A new neighborhood in Old Town Alexandria offers a fresh alternative to the historic old homes that surround the community's cornucopia of shops and restaurants.
"I wanted a kind of city feel," said Christa Pladsen, an early resident of Old Town Commons. "I love to walk. I found living further out in the suburbs didn't fit my lifestyle. Here it's not even half a mile to the river, beautiful parks and trails."
Old Town Commons is in the heart of Old Town and was designed, developed and named by EYA. It occupies five blocks bounded by First Street, North Columbus Street, Wythe Street and North Patrick Street.
|Statistics for ZIP Code 22314|
|Average list price for all homes sold in 2012: $621,060|
|Average list price for all homes sold in 2011: $535,628|
|Average list price for all homes sold in 2012: $608,301|
|Average sold price for all homes sold in 2011: $524,835|
|Average sold price for attached properties in 2012: $607,484|
|Average sold price for attached properties in 2011: $488,045|
|Average days on market in 2012: 48|
|Average days on market in 2011: 72|
The development encompasses 155 townhome units and 76 condominium apartments. Roughly 75 units are occupied, and construction is ongoing. Prices begin at about $675,000.
On a recent autumn day under blue sky and bright sun, the quiet was broken by hammering and banging. Hard-hatted workers ran to and fro on a low structure with window holes and no roof.
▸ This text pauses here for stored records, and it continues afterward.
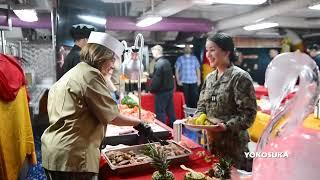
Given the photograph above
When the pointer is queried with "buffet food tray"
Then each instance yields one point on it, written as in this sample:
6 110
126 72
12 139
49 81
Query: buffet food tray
137 149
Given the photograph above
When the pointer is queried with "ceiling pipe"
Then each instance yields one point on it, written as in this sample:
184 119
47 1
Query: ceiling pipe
169 7
120 23
295 22
265 12
167 24
44 21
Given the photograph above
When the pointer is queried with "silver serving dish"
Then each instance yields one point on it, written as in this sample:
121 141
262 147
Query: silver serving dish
137 149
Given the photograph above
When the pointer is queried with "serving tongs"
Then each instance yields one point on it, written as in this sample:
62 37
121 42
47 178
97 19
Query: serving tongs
153 138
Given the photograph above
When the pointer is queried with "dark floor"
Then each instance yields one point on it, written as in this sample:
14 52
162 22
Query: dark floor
36 172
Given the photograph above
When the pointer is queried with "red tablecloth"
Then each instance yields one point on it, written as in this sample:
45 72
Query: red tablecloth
147 103
262 91
195 162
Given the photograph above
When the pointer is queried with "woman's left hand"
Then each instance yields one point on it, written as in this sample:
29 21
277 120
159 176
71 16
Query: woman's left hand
221 127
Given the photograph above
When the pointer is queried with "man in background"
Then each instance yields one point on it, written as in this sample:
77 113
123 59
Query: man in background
314 52
162 85
188 76
80 34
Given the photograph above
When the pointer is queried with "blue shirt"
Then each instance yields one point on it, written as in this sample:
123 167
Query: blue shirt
187 67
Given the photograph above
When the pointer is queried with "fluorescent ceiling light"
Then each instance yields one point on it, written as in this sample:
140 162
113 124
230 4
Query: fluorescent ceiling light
148 20
242 2
94 19
183 45
259 26
315 7
27 15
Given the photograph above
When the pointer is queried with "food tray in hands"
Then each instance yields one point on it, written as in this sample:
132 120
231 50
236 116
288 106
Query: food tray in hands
194 127
144 161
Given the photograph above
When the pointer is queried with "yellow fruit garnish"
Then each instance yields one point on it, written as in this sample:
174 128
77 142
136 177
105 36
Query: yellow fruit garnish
201 119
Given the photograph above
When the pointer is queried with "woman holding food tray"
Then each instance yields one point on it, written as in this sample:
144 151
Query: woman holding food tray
227 95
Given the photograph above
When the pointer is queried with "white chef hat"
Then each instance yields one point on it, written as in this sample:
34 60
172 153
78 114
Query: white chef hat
108 41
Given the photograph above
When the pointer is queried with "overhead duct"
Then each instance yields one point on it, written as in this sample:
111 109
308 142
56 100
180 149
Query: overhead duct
167 24
169 7
120 23
295 22
262 13
44 21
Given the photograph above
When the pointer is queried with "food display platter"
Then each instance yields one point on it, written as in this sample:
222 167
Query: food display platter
195 127
140 161
127 135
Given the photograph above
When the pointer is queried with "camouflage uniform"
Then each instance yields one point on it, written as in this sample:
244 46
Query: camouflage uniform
231 99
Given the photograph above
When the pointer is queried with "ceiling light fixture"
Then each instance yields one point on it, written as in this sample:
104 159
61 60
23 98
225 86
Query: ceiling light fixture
94 19
27 15
183 45
315 7
259 26
241 2
149 19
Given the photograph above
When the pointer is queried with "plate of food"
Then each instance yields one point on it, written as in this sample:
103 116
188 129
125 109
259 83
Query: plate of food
201 122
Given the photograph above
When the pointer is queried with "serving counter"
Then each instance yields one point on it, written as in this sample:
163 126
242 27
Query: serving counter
198 161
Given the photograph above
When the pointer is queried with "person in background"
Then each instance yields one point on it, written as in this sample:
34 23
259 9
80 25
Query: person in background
188 75
80 34
273 53
162 85
314 52
79 108
228 95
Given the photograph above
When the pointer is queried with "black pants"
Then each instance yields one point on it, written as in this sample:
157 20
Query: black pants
164 106
191 94
59 175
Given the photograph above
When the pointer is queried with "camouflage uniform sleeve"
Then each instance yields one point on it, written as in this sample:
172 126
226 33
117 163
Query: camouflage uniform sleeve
201 106
246 104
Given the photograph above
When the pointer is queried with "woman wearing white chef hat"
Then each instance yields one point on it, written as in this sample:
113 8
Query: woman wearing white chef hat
79 108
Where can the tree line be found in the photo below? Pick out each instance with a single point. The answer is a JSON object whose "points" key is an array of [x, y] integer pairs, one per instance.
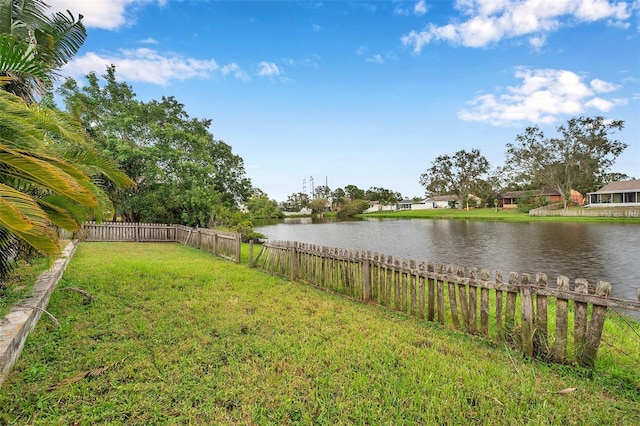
{"points": [[579, 158], [108, 155]]}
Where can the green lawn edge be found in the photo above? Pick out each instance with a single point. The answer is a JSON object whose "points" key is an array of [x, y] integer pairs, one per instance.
{"points": [[179, 336], [489, 214]]}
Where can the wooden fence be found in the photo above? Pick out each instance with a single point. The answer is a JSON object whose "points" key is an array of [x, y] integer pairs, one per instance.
{"points": [[514, 309], [224, 244]]}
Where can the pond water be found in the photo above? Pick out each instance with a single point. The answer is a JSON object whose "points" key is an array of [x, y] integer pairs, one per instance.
{"points": [[594, 251]]}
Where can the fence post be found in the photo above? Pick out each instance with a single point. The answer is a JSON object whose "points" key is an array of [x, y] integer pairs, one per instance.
{"points": [[366, 279], [484, 304], [594, 333], [560, 344], [440, 297], [452, 297], [292, 254], [499, 298], [526, 308], [238, 248], [580, 318], [510, 313], [473, 300], [541, 343]]}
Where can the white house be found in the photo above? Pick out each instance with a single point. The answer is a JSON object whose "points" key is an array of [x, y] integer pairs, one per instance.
{"points": [[623, 193], [437, 202]]}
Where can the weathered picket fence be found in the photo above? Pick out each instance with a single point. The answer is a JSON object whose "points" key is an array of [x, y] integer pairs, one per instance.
{"points": [[516, 311], [220, 243]]}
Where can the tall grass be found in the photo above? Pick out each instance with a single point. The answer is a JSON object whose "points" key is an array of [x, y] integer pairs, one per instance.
{"points": [[177, 336]]}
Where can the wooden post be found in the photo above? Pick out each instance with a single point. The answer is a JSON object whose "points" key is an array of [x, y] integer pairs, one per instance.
{"points": [[464, 300], [580, 318], [526, 310], [594, 333], [389, 280], [405, 286], [541, 335], [473, 300], [412, 286], [421, 290], [499, 305], [292, 260], [431, 298], [510, 314], [375, 281], [366, 280], [560, 344], [440, 294], [396, 284], [452, 297]]}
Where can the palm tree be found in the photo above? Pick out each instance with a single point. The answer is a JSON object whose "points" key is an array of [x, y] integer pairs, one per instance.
{"points": [[33, 45], [46, 166], [49, 170]]}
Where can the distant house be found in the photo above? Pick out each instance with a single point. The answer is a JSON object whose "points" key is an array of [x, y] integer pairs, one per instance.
{"points": [[436, 202], [510, 199], [404, 204], [623, 193]]}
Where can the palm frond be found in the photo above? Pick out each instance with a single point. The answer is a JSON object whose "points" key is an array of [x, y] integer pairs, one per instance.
{"points": [[18, 60]]}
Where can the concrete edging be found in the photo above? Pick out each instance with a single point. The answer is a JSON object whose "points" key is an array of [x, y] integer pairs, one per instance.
{"points": [[23, 317]]}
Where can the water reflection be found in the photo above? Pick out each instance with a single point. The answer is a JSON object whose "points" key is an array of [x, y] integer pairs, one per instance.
{"points": [[594, 251]]}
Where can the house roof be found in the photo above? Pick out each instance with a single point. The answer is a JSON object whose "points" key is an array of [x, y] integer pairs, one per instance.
{"points": [[620, 186], [536, 192], [446, 198]]}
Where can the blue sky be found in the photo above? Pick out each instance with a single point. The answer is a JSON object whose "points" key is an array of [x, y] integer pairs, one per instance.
{"points": [[369, 93]]}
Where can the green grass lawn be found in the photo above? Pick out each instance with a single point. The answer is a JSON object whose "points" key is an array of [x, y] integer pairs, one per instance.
{"points": [[177, 336], [509, 215]]}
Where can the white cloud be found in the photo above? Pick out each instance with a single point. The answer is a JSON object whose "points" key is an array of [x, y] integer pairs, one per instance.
{"points": [[490, 21], [543, 97], [144, 65], [420, 8], [105, 14], [268, 69], [601, 86], [234, 70], [376, 59]]}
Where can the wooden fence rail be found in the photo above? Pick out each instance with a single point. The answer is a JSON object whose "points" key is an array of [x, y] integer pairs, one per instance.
{"points": [[220, 243], [516, 311]]}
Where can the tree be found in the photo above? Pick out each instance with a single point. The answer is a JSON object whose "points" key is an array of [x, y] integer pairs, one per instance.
{"points": [[337, 198], [382, 195], [47, 175], [322, 191], [297, 201], [318, 205], [261, 207], [50, 173], [579, 159], [353, 207], [461, 174], [34, 45], [182, 174], [354, 193]]}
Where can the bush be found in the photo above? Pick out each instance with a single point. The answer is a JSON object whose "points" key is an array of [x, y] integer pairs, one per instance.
{"points": [[353, 208], [529, 202]]}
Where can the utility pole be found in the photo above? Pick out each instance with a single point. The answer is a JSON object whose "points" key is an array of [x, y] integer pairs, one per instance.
{"points": [[313, 195]]}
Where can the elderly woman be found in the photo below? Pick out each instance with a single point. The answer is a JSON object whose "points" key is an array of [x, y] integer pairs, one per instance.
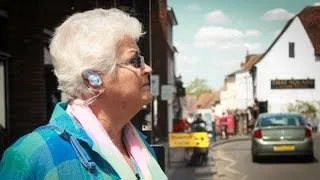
{"points": [[105, 82]]}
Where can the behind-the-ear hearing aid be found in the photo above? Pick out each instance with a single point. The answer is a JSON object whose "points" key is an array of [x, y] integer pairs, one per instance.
{"points": [[93, 78]]}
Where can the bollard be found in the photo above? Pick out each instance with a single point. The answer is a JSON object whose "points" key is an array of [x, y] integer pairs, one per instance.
{"points": [[160, 154]]}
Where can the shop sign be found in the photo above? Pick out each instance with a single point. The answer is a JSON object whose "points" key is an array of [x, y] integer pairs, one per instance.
{"points": [[293, 84]]}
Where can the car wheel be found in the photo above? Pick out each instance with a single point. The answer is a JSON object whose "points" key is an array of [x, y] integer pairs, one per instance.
{"points": [[255, 158], [309, 158]]}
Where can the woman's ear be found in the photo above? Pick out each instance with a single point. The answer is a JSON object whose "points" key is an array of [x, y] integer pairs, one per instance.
{"points": [[92, 78]]}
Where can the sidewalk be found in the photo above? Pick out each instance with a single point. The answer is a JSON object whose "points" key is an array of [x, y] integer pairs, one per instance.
{"points": [[177, 168]]}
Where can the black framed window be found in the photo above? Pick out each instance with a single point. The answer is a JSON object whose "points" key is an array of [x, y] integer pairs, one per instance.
{"points": [[2, 95], [291, 50]]}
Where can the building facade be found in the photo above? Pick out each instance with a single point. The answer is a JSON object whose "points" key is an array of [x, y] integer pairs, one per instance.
{"points": [[289, 69]]}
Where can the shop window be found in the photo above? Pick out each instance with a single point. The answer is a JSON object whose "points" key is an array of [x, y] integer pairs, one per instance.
{"points": [[2, 96]]}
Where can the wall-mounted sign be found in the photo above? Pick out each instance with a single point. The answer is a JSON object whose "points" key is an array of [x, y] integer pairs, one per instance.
{"points": [[155, 85], [293, 84]]}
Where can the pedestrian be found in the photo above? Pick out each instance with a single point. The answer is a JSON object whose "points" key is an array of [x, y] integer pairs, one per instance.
{"points": [[105, 83]]}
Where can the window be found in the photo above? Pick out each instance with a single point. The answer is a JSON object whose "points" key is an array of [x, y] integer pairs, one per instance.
{"points": [[291, 49], [2, 96]]}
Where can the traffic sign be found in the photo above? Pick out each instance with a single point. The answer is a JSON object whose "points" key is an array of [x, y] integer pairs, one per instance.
{"points": [[195, 139]]}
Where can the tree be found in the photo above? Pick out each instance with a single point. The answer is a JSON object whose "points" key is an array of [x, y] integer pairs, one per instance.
{"points": [[197, 86], [308, 110]]}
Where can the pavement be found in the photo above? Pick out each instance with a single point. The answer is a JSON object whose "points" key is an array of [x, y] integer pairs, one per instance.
{"points": [[177, 168]]}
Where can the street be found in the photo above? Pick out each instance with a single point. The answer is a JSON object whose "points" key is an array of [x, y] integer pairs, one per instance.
{"points": [[233, 162]]}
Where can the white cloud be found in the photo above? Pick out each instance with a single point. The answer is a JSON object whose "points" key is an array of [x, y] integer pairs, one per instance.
{"points": [[220, 38], [278, 14], [214, 34], [180, 46], [193, 7], [216, 17], [252, 33], [276, 34], [316, 4]]}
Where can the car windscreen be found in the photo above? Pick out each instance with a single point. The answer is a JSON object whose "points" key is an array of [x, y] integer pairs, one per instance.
{"points": [[281, 121]]}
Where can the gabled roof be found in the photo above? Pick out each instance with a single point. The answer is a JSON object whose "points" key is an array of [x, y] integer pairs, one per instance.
{"points": [[310, 19], [250, 61]]}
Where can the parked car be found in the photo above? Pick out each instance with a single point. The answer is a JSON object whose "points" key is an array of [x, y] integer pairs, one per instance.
{"points": [[279, 134]]}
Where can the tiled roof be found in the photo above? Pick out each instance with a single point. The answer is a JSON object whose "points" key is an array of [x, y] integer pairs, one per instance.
{"points": [[310, 18]]}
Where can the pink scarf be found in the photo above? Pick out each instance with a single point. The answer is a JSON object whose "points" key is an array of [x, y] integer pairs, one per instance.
{"points": [[103, 145]]}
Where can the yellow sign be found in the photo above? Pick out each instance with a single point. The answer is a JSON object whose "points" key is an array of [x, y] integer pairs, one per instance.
{"points": [[196, 139]]}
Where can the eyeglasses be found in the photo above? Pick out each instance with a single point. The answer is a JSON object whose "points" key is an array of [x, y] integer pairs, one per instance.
{"points": [[137, 62]]}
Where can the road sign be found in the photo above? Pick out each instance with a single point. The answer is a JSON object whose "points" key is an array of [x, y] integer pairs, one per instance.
{"points": [[155, 85], [196, 139]]}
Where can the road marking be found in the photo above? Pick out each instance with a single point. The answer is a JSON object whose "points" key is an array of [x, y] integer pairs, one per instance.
{"points": [[232, 163]]}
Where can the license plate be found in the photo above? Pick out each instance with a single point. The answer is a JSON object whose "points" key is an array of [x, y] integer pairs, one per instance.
{"points": [[283, 148]]}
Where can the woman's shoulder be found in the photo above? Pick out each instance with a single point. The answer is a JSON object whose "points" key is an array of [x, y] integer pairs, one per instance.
{"points": [[37, 144], [37, 152]]}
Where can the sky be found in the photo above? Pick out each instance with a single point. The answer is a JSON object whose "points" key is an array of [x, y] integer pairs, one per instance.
{"points": [[214, 36]]}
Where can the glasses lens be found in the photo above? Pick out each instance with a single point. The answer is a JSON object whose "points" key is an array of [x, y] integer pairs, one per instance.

The neighborhood originally sported low-rise red brick subsidized housing stock
"We knocked down everything that was there," said David Ortiz, EYA sales manager, "and are redeveloping these five blocks with LEED green construction."
"We replaced old houses with brand-new ones and energy-efficient appliances," he said.
There are 9-foot ceilings, huge windows and open floor plans. Units are airy, spacious and look out onto quiet streets. The three-level townhomes form a kaleidoscope of pale yellow, slate blue and charcoal.
Integrated throughout the community are affordable rental homes available to qualified former residents through a program administered by the Alexandria Redevelopment and Housing Authority, said Preston Innerst, vice president of sales and marketing at EYA.
Framed by the commercial North Washington Street thoroughfare, the neighborhood is close to many of Old Town's amenities and shops.
A sweet aroma wafts from the Asian Wok Cafe. A florist, frame shop, dentist and watchmaker are next door. The steps of Aquilano Salon are decorated with pots of yellow chrysanthemums and a pumpkin. A new Harris Teeter is under construction, and Trader Joe's and Giant Food stores are close by. The Braddock Metro station is three blocks away.
Joanna Rubini, manager of Rubini Jewelers, a 26-year-old establishment, said many customers are from the neighborhood.
Across the street, a FedEx office sits besides Starbucks, which hugs an outdoor courtyard with blooming red and white begonias.
"I love it here. It's a good area. On Saturday and Sunday, locals bring their children. It's a great place to hang out," said Starbucks manager Abdullahi Hassan.
"A lot of different things are happening in Old Town," Pladsen said. "The city is trying really hard to integrate all the neighborhoods, keep the culture that's here and make it beneficial for all of us."